Before sending, ex-spouses must assess the physical and digital images they have separately, and communicate clearly which ones they want. Organizing photos into broad categories first, then smaller categories can be a helpful method if there are many to assess. For example, “photos of the entire family” as a category can later be divided by event or prioritized by sentiment once they are side-by-side. Reviewing the photos may hurt, but the effort spent organizing will pay off.

Share Efficiently

Digital Photos

The way images are shared can greatly impact image quality and time spent on the transfer process. Not all digital copies are equal to the original, since some images must be “compressed” into bite-sized files to be sent. Sending photos one-at-a-time or in handfuls by message is not only tedious; it can result in a grainy, blurry, or small image. To resolve this issue, the two best sharing options are through the Cloud, or by external hard drive (via USB).

As long as the internet is available, transferring photos through a Cloud storage service such as OneDrive or Dropbox safeguards image quality while allowing entire albums to be transferred at once. Many Cloud services are free up to a certain data cap, then require a nominal fee for exponentially more data space, making it an inexpensive and efficient way to transfer media.

External hard drives are the best alternative to the Cloud. Copying photos to the drive may take more time, but the result is the same—large albums can be shared without sacrificing image quality. External hard drives can cost much more than Cloud storage, but can hold a massive amount of data. By using either technology, high-quality family photos can be transferred without wasting time.

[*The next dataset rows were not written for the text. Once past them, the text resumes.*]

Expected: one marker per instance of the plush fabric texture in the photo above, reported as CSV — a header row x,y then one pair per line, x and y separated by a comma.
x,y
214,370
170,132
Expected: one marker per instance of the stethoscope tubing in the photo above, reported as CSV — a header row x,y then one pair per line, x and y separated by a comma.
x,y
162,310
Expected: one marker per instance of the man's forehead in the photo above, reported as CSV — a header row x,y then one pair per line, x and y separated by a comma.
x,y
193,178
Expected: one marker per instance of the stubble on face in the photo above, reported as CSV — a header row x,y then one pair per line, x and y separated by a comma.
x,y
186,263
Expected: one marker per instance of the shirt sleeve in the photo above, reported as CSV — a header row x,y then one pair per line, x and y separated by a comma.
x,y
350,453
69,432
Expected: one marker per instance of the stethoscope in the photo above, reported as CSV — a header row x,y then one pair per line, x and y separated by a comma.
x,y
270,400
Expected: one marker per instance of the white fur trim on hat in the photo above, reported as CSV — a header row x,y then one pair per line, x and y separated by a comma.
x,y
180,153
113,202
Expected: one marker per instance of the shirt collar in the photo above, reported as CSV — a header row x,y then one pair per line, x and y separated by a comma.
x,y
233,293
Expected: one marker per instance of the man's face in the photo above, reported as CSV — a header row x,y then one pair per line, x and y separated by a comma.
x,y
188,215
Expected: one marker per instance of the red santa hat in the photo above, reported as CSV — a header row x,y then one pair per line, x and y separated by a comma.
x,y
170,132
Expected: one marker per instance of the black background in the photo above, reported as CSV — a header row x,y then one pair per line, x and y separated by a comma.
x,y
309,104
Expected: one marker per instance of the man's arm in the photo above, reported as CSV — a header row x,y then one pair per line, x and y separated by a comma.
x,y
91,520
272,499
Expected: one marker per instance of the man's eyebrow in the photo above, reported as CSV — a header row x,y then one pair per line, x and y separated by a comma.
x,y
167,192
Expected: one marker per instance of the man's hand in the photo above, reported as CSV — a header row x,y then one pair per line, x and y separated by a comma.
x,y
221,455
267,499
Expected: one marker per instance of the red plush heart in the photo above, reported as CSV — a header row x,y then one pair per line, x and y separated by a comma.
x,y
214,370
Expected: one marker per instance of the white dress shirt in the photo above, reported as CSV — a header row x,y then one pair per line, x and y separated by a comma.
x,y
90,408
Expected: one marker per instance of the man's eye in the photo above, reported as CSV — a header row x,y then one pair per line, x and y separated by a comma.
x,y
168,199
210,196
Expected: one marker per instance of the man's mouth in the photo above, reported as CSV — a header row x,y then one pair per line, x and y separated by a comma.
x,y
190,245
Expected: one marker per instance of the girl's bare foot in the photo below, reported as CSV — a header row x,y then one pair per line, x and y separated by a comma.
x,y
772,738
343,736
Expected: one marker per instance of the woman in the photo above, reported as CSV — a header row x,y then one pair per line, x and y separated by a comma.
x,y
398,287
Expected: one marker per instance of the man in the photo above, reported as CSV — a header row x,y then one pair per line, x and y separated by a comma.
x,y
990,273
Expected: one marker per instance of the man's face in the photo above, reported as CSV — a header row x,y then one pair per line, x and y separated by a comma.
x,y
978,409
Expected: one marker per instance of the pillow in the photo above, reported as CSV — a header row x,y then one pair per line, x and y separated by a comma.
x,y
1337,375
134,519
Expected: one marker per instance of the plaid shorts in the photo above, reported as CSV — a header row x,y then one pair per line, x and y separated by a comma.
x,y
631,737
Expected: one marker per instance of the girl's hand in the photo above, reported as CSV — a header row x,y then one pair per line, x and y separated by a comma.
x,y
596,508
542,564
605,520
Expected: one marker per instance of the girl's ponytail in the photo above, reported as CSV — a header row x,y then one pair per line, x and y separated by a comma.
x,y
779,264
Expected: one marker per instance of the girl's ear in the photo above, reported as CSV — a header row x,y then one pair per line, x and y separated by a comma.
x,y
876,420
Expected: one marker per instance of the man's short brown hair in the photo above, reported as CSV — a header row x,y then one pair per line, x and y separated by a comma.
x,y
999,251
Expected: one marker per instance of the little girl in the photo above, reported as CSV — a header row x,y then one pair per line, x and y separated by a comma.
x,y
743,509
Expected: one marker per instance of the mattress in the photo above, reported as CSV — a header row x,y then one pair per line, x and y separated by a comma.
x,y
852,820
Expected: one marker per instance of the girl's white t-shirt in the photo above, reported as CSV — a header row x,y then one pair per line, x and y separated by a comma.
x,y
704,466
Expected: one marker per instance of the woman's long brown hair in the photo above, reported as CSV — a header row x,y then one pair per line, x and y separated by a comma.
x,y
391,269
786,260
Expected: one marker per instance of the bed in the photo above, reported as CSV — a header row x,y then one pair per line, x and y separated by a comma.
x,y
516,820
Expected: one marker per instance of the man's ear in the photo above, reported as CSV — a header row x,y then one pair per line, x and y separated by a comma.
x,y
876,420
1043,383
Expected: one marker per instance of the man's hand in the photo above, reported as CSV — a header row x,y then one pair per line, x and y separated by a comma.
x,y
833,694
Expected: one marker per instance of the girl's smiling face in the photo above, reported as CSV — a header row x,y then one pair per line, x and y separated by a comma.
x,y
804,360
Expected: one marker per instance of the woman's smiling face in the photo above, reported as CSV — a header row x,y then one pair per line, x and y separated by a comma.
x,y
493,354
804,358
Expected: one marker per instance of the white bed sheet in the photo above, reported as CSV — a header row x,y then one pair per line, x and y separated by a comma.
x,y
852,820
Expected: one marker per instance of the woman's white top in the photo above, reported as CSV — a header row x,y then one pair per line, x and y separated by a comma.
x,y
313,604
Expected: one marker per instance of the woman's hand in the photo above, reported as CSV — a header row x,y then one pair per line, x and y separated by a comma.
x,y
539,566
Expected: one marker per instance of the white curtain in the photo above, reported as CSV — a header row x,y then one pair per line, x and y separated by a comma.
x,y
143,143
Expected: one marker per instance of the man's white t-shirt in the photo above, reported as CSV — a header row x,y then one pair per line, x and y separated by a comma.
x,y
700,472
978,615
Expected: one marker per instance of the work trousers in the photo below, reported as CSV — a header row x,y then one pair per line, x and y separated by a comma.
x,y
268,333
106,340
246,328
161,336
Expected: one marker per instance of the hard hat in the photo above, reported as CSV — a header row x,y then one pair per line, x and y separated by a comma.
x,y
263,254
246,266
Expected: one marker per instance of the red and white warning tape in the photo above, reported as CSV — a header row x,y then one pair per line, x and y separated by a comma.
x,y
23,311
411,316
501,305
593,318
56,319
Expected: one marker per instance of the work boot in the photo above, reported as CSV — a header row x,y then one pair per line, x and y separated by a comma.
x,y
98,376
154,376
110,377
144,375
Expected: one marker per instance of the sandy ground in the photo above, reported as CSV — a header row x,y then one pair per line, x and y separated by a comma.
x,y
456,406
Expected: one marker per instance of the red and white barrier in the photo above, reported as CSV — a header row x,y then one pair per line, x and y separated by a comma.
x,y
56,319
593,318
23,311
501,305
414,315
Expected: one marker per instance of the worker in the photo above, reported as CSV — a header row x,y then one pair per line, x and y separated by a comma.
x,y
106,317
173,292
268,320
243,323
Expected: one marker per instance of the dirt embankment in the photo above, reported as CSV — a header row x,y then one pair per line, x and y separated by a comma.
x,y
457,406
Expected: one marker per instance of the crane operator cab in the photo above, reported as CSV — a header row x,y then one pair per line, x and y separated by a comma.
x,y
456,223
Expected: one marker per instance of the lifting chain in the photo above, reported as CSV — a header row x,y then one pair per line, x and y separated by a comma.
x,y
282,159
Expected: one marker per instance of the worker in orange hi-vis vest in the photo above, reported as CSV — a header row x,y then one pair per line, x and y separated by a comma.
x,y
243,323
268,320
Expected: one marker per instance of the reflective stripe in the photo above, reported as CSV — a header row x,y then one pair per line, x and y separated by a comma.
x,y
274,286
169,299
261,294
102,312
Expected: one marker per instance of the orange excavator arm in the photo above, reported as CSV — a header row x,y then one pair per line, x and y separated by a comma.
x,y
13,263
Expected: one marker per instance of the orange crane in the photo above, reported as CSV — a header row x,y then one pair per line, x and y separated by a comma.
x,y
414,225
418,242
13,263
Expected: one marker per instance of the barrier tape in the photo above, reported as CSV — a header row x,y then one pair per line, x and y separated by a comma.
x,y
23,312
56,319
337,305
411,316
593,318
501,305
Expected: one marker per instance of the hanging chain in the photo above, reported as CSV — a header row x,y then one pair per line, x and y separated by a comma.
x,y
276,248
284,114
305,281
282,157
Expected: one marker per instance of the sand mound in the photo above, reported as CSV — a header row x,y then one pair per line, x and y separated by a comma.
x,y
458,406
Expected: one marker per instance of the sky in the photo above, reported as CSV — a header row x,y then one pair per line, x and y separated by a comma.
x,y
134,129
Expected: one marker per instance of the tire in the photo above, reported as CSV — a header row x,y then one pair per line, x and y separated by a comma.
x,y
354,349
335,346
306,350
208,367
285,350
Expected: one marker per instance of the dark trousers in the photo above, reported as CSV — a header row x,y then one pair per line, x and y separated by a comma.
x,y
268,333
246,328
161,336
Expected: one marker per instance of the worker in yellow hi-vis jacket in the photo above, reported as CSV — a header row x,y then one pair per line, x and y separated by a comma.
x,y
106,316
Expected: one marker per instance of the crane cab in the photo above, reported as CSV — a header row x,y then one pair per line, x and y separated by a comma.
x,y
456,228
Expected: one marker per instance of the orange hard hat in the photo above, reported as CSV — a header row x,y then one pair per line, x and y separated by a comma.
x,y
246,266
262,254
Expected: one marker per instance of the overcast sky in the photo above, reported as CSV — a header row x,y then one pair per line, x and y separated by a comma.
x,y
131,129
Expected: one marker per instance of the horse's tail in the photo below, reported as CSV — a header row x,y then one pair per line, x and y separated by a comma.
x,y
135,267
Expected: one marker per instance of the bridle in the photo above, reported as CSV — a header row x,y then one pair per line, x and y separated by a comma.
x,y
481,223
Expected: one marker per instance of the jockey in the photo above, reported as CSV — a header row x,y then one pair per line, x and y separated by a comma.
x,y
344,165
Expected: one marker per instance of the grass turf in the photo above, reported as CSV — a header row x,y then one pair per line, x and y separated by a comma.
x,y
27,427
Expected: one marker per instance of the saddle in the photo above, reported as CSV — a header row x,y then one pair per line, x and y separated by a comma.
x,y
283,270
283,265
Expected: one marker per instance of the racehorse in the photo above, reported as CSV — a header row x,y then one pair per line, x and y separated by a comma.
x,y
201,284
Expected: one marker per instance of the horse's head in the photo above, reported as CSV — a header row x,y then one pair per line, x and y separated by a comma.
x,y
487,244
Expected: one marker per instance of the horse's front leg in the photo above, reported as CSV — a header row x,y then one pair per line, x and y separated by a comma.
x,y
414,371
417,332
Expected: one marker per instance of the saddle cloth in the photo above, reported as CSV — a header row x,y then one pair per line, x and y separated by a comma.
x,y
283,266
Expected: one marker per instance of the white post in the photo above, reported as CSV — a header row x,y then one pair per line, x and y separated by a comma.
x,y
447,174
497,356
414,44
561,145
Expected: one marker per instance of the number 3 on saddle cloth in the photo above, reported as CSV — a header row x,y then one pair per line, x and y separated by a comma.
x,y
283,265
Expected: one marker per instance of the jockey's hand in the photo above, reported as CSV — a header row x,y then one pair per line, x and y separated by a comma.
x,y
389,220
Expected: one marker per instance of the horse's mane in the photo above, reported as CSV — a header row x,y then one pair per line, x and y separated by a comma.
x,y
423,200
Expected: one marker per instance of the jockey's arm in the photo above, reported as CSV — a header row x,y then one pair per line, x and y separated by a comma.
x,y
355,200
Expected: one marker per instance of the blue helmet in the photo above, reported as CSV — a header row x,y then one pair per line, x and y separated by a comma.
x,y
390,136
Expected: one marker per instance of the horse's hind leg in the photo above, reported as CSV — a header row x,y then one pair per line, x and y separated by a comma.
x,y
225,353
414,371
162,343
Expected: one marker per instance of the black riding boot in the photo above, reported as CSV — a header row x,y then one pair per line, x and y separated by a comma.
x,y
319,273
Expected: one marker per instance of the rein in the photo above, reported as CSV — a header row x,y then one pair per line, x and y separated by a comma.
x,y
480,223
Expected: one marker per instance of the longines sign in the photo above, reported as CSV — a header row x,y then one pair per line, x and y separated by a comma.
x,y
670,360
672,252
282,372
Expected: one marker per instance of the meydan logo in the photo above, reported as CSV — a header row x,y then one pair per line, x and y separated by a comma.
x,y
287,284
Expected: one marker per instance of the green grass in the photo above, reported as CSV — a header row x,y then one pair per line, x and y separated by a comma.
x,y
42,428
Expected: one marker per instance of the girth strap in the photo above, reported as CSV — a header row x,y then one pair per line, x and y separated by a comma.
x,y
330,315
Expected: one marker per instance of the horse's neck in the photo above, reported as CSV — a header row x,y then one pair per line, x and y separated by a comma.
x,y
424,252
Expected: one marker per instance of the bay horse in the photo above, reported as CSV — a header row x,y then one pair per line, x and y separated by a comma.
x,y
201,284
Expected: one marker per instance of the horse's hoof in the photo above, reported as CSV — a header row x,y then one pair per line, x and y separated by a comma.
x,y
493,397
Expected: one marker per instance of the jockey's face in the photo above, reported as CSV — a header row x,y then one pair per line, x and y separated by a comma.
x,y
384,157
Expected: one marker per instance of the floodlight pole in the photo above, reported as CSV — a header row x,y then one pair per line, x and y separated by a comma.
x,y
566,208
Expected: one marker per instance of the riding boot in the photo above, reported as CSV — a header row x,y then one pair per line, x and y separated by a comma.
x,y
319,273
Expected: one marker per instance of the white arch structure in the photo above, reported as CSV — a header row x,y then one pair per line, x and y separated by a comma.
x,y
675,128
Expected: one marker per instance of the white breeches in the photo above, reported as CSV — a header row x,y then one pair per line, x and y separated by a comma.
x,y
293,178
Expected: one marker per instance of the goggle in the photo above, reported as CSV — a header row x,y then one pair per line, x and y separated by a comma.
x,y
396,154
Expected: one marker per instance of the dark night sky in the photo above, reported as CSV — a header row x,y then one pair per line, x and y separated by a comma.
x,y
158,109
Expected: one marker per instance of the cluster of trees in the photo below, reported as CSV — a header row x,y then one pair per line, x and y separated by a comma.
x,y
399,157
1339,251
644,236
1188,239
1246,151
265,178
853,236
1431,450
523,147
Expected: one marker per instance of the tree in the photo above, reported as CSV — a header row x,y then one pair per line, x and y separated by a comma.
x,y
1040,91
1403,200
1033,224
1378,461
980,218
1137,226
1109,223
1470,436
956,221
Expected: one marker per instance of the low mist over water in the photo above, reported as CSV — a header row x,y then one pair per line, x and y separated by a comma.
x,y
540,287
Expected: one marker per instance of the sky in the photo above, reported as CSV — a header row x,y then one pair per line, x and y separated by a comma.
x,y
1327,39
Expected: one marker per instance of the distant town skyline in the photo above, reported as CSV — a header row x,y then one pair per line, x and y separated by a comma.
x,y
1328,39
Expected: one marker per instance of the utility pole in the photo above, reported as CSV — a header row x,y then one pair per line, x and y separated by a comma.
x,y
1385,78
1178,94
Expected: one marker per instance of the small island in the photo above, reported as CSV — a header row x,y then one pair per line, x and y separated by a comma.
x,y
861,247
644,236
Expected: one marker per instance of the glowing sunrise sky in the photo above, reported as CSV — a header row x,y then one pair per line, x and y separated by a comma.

Physical Pictures and Professional Portraits

Physical photos and framed professional portraits present a unique challenge, but former couples may compromise by sharing digitized images or creating physical copies. Physical photos can be scanned into digital form on a device, then transferred to an external hard drive or uploaded to the Cloud. Depending on the quality of the scanner and the attentiveness of the person scanning, this process should not detract from image quality. However, scanning and transferring many photos takes time and effort, so ex-spouses must decide who will take responsibility.

If both parties want the same framed professional portrait, conflict can arise. Digital copies present an opportunity for compromise—one person could keep the original, and the other could duplicate the piece and re-frame it. If there are no digital copies, taking a high-quality photo of the portrait may be a satisfactory solution. Regardless, compromise is essential.

Out of Sight, Out of Mind

Removing pictures from the home and social media accounts is a necessary step to moving forward from divorce, but destroying or deleting them forever has consequences. Destroying photos before the settlement is complete could cause conflict in the divorce, should an ex-spouse ask for them only to hear they are gone for good. Once the divorce is through, old photos are still worth keeping for children, grandchildren, or future sentiment once the emotion is not as fresh.

Storing images in the Cloud keeps them safe, but not necessarily out of sight. To avoid uncomfortable “On This Day” notifications, or to avoid seeing painful images in your digital space, transfer the photos to an external hard drive and delete them from the Cloud. Alternatively, curate the best images, print them, and seal them away in a box, creating a time capsule for children and grandchildren. Whatever the method, put the photos out of sight for as long as it takes to recover, then revisit when the emotion is not as raw.